Pour que la subrogation conventionnelle prévue à l'article 1250 alinéa 1 du code civil, dans sa rédaction antérieure à celle issue de l'ordonnance n° 2016-131 du 10 février 2016, soit valable il faut que le créancier subrogeant reçoive son paiement d'une tierce personne. Cependant le prêteur, en ce qu'il se borne à verser au vendeur les fonds empruntés par son client afin de financer l'acquisition d'un véhicule, n'est pas l'auteur du paiement, l'emprunteur et acheteur étant devenu, dès la conclusion du contrat de crédit, propriétaire des fonds ainsi libérés entre les mains du vendeur, de sorte qu'est inopérante la subrogation consentie par le vendeur au prêteur dans la réserve de propriété du véhicule.

En l'espèce, la clause litigieuse selon laquelle la SA Credipar est subrogée dans tous les droits et actions du vendeur nés de la clause de réserve de propriété en application de l'article 1250 alinéa1 du code civil, en ce qu'elle laisse faussement croire à M. X., emprunteur devenu propriétaire du bien dès le paiement du prix au vendeur, que la sûreté réelle a été valablement transmise, entrave l'exercice par celle-ci de son droit de propriété et a pour effet de créer un déséquilibre significatif à son détriment au sens de l'article L. 132-1 du code de la consommation, dans sa rédaction antérieure à celle issue de l'ordonnance n° 2016-301 du 14 mars 2016.

En conséquence, cette clause doit être réputée non écrite et la SA Credipar est déboutée de sa demande de restitution du véhicule, objet du crédit affecté.
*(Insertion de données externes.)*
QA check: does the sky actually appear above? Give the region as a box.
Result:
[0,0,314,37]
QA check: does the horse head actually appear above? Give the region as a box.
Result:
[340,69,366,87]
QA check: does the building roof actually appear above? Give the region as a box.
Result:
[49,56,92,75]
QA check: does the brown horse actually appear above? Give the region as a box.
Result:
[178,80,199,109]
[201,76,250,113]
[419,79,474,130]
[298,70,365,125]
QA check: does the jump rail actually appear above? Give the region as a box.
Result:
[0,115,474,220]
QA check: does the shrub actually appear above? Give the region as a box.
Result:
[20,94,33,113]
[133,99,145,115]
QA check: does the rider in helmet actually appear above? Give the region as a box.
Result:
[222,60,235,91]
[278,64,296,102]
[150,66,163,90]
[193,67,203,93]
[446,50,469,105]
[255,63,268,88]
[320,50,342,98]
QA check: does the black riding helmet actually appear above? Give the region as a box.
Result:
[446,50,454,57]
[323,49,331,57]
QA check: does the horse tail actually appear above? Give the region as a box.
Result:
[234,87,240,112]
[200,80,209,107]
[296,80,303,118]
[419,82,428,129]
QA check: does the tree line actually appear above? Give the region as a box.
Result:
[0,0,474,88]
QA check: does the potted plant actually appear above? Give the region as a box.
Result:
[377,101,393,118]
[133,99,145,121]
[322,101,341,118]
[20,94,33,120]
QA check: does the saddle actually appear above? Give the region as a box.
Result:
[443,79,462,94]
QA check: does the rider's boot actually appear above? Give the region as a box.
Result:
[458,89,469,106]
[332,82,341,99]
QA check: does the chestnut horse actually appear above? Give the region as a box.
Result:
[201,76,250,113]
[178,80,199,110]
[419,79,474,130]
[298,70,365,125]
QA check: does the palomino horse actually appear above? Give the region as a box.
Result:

Le jugement déféré est infirmé.

Sur l'article 700 du code de procédure civile et les dépens

La SA Credipar, partie perdante, devra supporter les entiers dépens et doit être déboutée de sa demande au titre des frais irrépétibles.

 

DISPOSITIF (décision proprement dite)                             (N.B. : mention ne figurant pas sur l’original)

PAR CES MOTIFS :

LA COUR, statuant par arrêt contradictoire, prononcé publiquement par mise à disposition au greffe, conformément aux dispositions de l'article 450 alinéa 2 du code de procédure civile,

INFIRME le jugement déféré et statuant à nouveau,

DÉCLARE non écrite la clause prévoyant la subrogation de la SA Credipar dans la réserve de propriété ;

DÉBOUTE la SA Credipar de sa demande de restitution du véhicule Peugeot 407 immatriculé XXX ;

DÉBOUTE la SA Credipar de sa demande au titre de l'article 700 du code de procédure civile;

CONDAMNE la SA Credipar aux dépens de première instance et d'appel.

Le présent arrêt a été signé par Madame GUIOT-MLYNARCZYK, Présidente de chambre à la Cour d'Appel de METZ et par Madame TRAD-KHODJA, Greffier placé, auquel la minute de la décision a été remise par le magistrat signataire.